Dal crinale di Vulcano, quando il giorno comincia a cedere spazio alla sera, le Eolie si dispongono all’orizzonte come sagome essenziali. Le isole emergono dal mare una dopo l’altra, scure, compatte, ridotte a profili netti contro una luce che cambia minuto dopo minuto. Il sole è già basso, nascosto dietro le nubi, e il cielo diventa il vero protagonista della scena.
Le nuvole si addensano e si sfilacciano allo stesso tempo, cariche di ombre blu e riflessi rosati.
Sembrano muoversi lente, come se stessero scegliendo dove posarsi.
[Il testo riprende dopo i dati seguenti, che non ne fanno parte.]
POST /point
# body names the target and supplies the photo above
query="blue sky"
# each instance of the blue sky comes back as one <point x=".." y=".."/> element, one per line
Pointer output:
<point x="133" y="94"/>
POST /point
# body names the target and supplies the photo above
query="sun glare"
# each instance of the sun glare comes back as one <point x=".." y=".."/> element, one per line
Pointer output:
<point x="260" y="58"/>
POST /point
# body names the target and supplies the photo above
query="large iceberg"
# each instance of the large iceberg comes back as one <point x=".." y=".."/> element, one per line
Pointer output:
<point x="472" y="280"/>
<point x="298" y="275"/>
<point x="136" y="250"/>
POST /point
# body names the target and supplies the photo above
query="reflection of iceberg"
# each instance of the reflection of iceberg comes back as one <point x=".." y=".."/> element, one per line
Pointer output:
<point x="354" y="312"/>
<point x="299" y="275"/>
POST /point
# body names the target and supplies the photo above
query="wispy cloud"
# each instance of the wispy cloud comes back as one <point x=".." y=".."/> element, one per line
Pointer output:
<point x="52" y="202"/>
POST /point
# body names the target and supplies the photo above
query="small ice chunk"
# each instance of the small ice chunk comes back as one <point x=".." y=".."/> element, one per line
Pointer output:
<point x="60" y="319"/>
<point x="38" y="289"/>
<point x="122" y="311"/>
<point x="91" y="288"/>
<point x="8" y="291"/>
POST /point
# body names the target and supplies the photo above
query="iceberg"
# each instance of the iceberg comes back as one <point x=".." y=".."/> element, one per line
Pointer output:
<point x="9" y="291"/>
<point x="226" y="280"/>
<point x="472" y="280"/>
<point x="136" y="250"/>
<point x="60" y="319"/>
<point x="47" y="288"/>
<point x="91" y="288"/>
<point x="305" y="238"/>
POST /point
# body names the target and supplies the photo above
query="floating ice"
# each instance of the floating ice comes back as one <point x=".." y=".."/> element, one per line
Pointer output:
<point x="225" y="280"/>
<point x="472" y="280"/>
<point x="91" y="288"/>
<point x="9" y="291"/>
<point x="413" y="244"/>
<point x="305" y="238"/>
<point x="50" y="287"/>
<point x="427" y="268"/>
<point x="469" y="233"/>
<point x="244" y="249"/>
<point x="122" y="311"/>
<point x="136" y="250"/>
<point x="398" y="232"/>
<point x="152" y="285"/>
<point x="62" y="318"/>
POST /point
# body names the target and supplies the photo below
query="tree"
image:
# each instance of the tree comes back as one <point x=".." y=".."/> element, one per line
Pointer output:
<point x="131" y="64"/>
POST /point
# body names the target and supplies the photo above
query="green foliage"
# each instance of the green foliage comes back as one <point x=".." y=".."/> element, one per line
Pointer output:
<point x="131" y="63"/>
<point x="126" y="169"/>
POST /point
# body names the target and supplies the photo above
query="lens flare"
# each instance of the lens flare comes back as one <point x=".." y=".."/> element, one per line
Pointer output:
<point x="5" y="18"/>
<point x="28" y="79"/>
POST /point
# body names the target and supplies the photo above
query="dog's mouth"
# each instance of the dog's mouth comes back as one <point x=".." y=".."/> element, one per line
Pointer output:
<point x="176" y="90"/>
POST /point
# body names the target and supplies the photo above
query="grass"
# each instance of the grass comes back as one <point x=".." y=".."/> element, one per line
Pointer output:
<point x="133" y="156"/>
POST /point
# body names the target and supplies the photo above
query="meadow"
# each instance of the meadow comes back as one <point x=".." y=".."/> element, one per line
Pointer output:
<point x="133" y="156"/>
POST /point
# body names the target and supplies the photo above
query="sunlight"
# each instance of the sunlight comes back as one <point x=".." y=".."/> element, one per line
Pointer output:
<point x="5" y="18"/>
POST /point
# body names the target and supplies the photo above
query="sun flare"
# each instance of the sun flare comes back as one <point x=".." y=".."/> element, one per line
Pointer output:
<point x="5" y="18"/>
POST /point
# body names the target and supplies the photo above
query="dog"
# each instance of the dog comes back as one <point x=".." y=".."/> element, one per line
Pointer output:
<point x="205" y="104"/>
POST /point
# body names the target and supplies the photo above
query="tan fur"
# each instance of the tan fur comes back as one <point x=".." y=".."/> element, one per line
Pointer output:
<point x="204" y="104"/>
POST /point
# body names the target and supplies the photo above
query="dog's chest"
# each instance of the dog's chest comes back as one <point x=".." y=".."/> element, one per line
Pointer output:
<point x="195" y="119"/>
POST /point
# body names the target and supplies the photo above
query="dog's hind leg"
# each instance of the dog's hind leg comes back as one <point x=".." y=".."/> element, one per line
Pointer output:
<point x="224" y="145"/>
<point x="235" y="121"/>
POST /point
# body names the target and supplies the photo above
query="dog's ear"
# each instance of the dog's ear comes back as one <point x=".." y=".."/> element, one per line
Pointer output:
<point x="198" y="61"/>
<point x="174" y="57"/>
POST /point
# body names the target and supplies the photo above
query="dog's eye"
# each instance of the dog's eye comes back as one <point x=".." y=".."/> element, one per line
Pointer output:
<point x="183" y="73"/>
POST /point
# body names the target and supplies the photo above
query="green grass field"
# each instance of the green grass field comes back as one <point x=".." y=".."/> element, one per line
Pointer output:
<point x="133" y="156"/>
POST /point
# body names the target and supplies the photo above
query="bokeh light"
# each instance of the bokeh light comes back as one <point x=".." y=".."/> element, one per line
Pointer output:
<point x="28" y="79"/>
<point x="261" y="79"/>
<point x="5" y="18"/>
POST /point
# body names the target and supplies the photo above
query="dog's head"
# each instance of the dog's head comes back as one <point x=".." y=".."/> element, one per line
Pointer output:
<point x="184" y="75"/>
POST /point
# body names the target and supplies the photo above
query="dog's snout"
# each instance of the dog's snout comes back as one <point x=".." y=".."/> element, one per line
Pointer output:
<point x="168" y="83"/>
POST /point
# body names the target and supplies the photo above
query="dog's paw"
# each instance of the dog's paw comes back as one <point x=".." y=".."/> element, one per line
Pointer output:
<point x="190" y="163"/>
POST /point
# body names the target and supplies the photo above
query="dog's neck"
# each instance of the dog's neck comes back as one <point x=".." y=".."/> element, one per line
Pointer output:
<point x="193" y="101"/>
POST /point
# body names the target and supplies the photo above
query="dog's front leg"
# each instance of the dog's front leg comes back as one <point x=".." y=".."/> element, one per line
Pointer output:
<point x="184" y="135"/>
Sotto, il mare trattiene ancora un colore freddo e profondo, appena increspato, quasi immobile.
Una barca lontana attraversa lo spazio in silenzio, minuscola, serve a ricordare a chi guarda la scala reale di questo paesaggio vasto e aperto.
Da Vulcano lo sguardo abbraccia un equilibrio fragile: la terra scura, di origine vulcanica, osserva altre terre nate dallo stesso fuoco.
Qui il Mediterraneo perde ogni leggerezza da cartolina e mostra il suo lato più severo e primordiale.
Il tramonto non esplode, non cerca effetti spettacolari: si consuma lentamente, lasciando spazio a tonalità smorzate e a una quiete profonda.
Questa immagine è un mero appunto di viaggio, un frammento di un fine giornata in cui tutto sembra rallentare. Racconta l’attesa della notte, il passaggio silenzioso del tempo e il dialogo continuo tra cielo, mare e isole. Alle Eolie, in cui il paesaggio si fa racconto.